Weekly demos serve two purposes. First, they catch misalignment early. If the business owner looks at the output in Week 5 and says 'that is not what I meant,' you have three weeks to course-correct instead of discovering it in User Acceptance Testing. Second, they build momentum. An executive who has seen the system improve every week for five weeks is an executive who will fight for the project if budget gets tight.

Go/No-Go Gate 2: Model meets accuracy threshold on test data, integration with source systems is functional, and the business sponsor has signed off on the output format. If the model is underperforming, this is where you decide: retrain with more data, adjust the threshold, or narrow the scope to the use cases where it does perform.

Phase 3: Pilot (Weeks 9-11). Three weeks of running the system alongside the existing process. Not replacing it — running in parallel. The pilot group should be small: 5-10 users, one department, one workflow. You are testing three things: Does the accuracy hold with live data? Can the users actually work with the system? Are there edge cases the test data missed?

The pilot is also where you discover the operational requirements nobody thought of. The model needs retraining every two weeks because the input distribution shifts. The response time spikes during peak hours because the infrastructure was sized for average load. The compliance team needs an audit trail that the current logging does not capture. Every one of these discoveries is a gift — finding them in a 10-person pilot is manageable. Finding them after a 500-person rollout is a crisis.

Go/No-Go Gate 3: Pilot accuracy meets the agreed threshold with live data, user feedback is positive enough to expand (not perfect — positive enough), and all operational requirements are identified and addressed. If the pilot fails, you have learned more in 11 weeks than most failed projects learn in a year.

Phase 4: Full Deployment (Weeks 12-13). Two weeks to roll out to the full user base. This phase is short by design. If the pilot was thorough, deployment is logistics — training sessions, access provisioning, documentation, and flipping the switch. The mistake teams make is treating deployment as another development phase. It is not. If you are still writing code in Week 12, your pilot was not thorough enough.

The Timeline Mistakes That Kill Projects

Mistake 1: No buffer between phases. Every phase transition needs at least 2-3 days of buffer. Not for slack — for the handoffs, documentation updates, and stakeholder sign-offs that happen between phases. A timeline with zero buffer looks efficient on paper and fails in practice.

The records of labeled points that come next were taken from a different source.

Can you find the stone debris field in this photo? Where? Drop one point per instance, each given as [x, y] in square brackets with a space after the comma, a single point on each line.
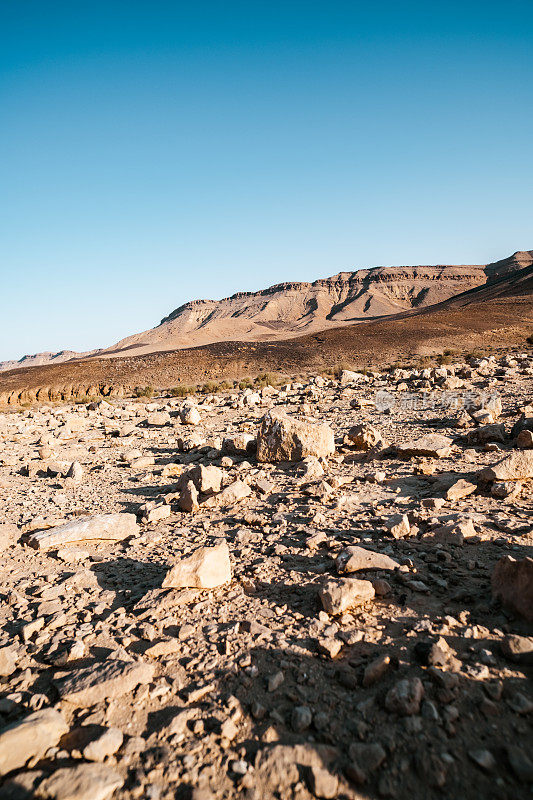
[317, 590]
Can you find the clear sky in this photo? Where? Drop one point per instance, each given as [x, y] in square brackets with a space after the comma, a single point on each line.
[156, 152]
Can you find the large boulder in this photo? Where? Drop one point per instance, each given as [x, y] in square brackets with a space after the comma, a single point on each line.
[283, 438]
[434, 445]
[29, 738]
[109, 527]
[512, 583]
[514, 467]
[206, 568]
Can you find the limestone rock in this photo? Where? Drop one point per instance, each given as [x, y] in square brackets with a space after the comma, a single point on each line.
[405, 697]
[8, 660]
[524, 440]
[83, 782]
[518, 648]
[398, 526]
[512, 582]
[111, 527]
[460, 489]
[110, 679]
[514, 467]
[206, 568]
[8, 535]
[30, 738]
[283, 438]
[353, 559]
[105, 745]
[365, 437]
[338, 596]
[432, 444]
[189, 415]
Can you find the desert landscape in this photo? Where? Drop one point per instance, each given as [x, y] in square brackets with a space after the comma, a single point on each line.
[266, 401]
[316, 585]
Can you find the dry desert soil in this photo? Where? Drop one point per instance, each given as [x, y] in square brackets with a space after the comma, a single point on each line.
[322, 589]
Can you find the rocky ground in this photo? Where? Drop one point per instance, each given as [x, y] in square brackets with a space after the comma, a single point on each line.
[318, 590]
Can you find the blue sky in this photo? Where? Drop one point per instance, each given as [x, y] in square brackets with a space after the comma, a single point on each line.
[157, 152]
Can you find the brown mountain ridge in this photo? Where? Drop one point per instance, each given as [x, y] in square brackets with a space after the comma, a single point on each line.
[293, 309]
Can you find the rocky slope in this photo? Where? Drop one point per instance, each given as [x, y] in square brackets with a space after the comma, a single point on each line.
[292, 309]
[323, 590]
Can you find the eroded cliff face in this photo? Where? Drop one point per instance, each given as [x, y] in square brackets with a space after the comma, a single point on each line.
[291, 309]
[295, 308]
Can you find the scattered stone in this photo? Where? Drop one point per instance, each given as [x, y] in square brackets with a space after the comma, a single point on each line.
[108, 527]
[340, 595]
[518, 648]
[398, 526]
[366, 437]
[516, 466]
[206, 568]
[353, 559]
[405, 697]
[433, 445]
[108, 680]
[512, 583]
[105, 745]
[460, 489]
[283, 438]
[29, 738]
[83, 782]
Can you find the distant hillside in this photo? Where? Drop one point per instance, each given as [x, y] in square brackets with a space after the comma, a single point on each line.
[293, 309]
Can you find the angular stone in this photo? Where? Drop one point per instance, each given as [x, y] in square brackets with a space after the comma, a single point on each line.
[460, 489]
[283, 438]
[340, 595]
[353, 559]
[234, 493]
[524, 440]
[405, 697]
[109, 679]
[518, 648]
[105, 745]
[156, 514]
[207, 480]
[84, 782]
[29, 738]
[323, 783]
[365, 437]
[398, 526]
[190, 415]
[108, 527]
[514, 467]
[8, 660]
[512, 582]
[75, 472]
[240, 444]
[8, 535]
[376, 670]
[432, 444]
[206, 568]
[158, 418]
[188, 499]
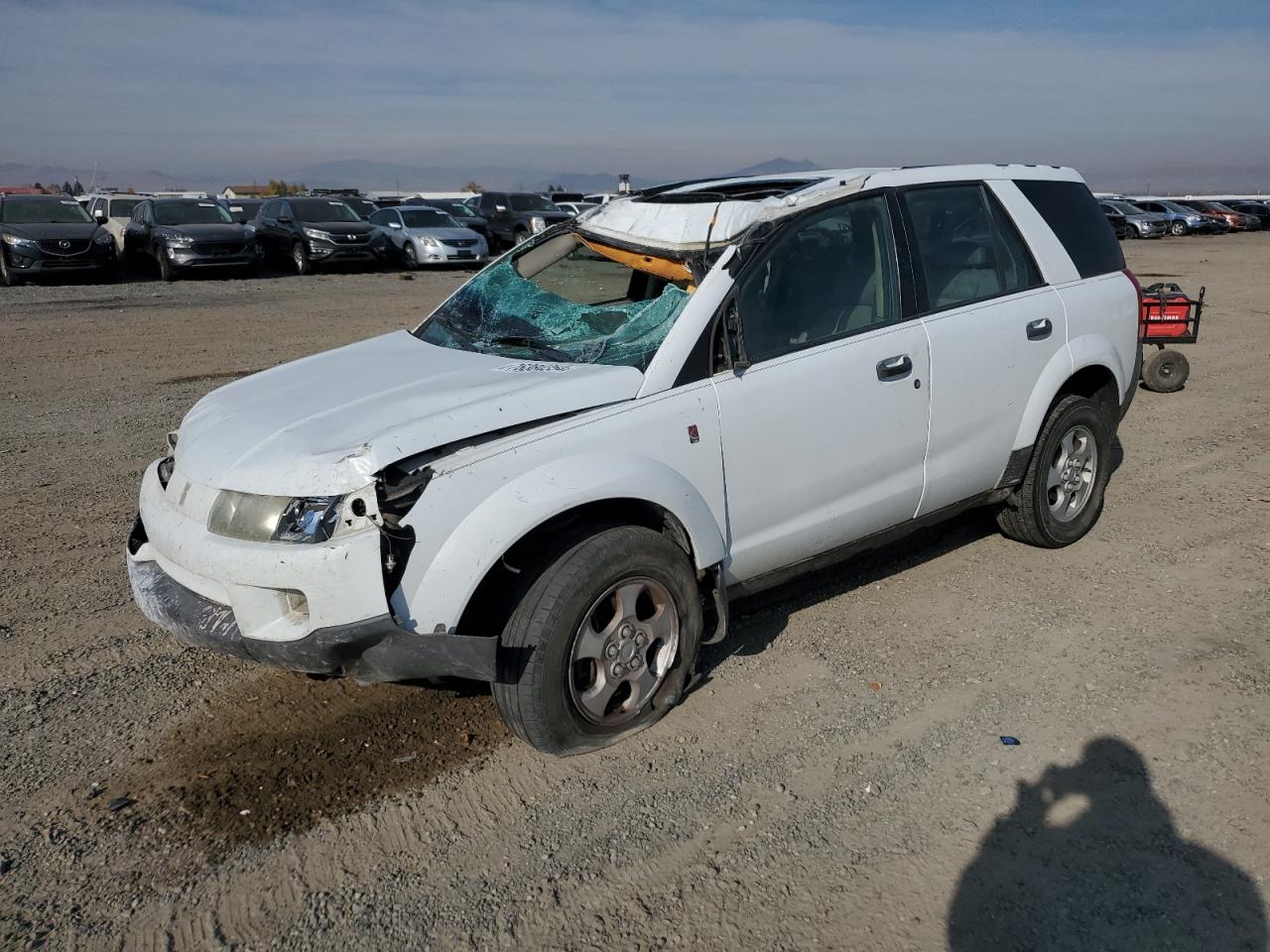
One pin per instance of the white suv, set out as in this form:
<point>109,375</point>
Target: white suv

Mistake 2: Parallel-pathing without dependency mapping. Running data prep and environment setup in parallel sounds smart until you realize the environment setup depends on knowing the data volume, which you only learn during the data audit. Parallel work is good. Parallel work without understanding dependencies is chaos with a Gantt chart.

Mistake 3: Skipping the pilot to hit a date. When the timeline slips — and it will — the first thing to get cut is the pilot. 'We will go straight to deployment and fix issues as they come up.' This is how AI projects become production incidents. The pilot is not optional. If the timeline does not have room for a pilot, the timeline is wrong.

Mistake 4: One big milestone at the end. A project with one deliverable at Day 90 will look on track until Day 75, then suddenly be in crisis. Weekly milestones are non-negotiable. Every week should have a measurable deliverable. If the team cannot point to what they accomplished this week, the project is drifting.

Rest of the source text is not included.